Repetition is the easiest one--you've already been doing this. Just keep practicing it!

Next time you practice, pick at least three things you want to work on, and make sure they are moves you know how to execute. Then, throw on your favorite piece of music, turn on the video camera or grab a friend, and spend fifteen minutes practicing those three moves. When the fifteen minutes is up, watch the video or ask you friend to see how you did. Take notes on what you need to work on, put it in your dance journal, and then use it to structure your next practice. In no time, you'll be just as talented as those dancers you admire!

Tuesday, February 7, 2012

The Bellydance Hangover

Reginald J. Cross, Galt Museum
You wake up, the morning after a performance, and everything hurts. Your head is pounding with the beats of last night's music, your feet are cracked and swollen from when you stepped on someone's beads, your eyelids are stuck together from the eyelash glue you were too tired to clean off, and you can't stop phantom zilling, even though you have carpal tunnel.

You have a bellydance hangover.

Yes, a bellydance hangover actually exists. It's not recognized in the medical world, but ask any bellydancer and they'll tell you that they've experienced this at least once before.

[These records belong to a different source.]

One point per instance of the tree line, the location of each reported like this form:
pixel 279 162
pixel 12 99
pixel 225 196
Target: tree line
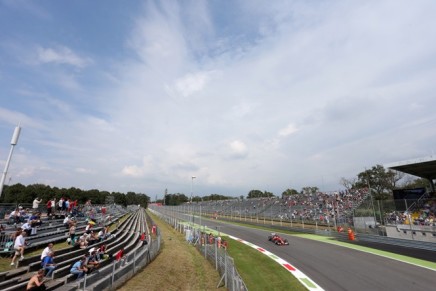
pixel 19 194
pixel 381 181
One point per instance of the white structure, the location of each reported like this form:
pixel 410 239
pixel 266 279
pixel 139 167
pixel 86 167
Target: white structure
pixel 14 141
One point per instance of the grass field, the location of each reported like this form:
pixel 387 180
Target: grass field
pixel 258 271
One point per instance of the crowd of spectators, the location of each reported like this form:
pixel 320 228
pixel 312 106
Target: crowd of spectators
pixel 424 216
pixel 319 206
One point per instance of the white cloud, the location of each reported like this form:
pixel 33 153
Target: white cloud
pixel 60 55
pixel 288 130
pixel 238 149
pixel 192 83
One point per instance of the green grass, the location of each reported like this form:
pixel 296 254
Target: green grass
pixel 258 271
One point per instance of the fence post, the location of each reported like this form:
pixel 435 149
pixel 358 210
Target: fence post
pixel 84 282
pixel 216 256
pixel 134 262
pixel 225 270
pixel 113 273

At best, you'll just need a good soak in the tub to take care of sore muscles. You'll also want to make sure you've given your face a good scrub--that stage makeup will clog your pores faster than you can shimmy! However, if you've actually injured yourself, whether it's an injured muscle or a cut foot, you'll need to take things a little more seriously.

For pulled muscles, ice and heat are your best friends, and try to get in an appointment with your massage therapist as soon as possible (you do have a massage therapist, right?). Don't forget a trip to the doctor to make sure you didn't do any serious damage, and take it easy for the next week. If it's an open wound, clean it out, remove any debris that might be stuck in there (glass, dirt, sequins, beads), and bandage it up. You'll also want to check that your tetanus shot is up-to-date, and make an appointment with your doctor.

As for taking care of the phantom zilling and the headache from the music, spend a quiet day catching up on your favorite television series or reading a book. Relax and stay hydrated. You deserve it, after a great show!

A little overindulgence in bellydance isn't a bad thing every once in awhile, but like any indulgence, make sure you don't do it every night, or you'll burn out fast than you can say "hip work". And, if you've got a lot of dance sisters and brothers, a bellydance hangover is a great excuse to spend some more time together, and maybe even plan the next event!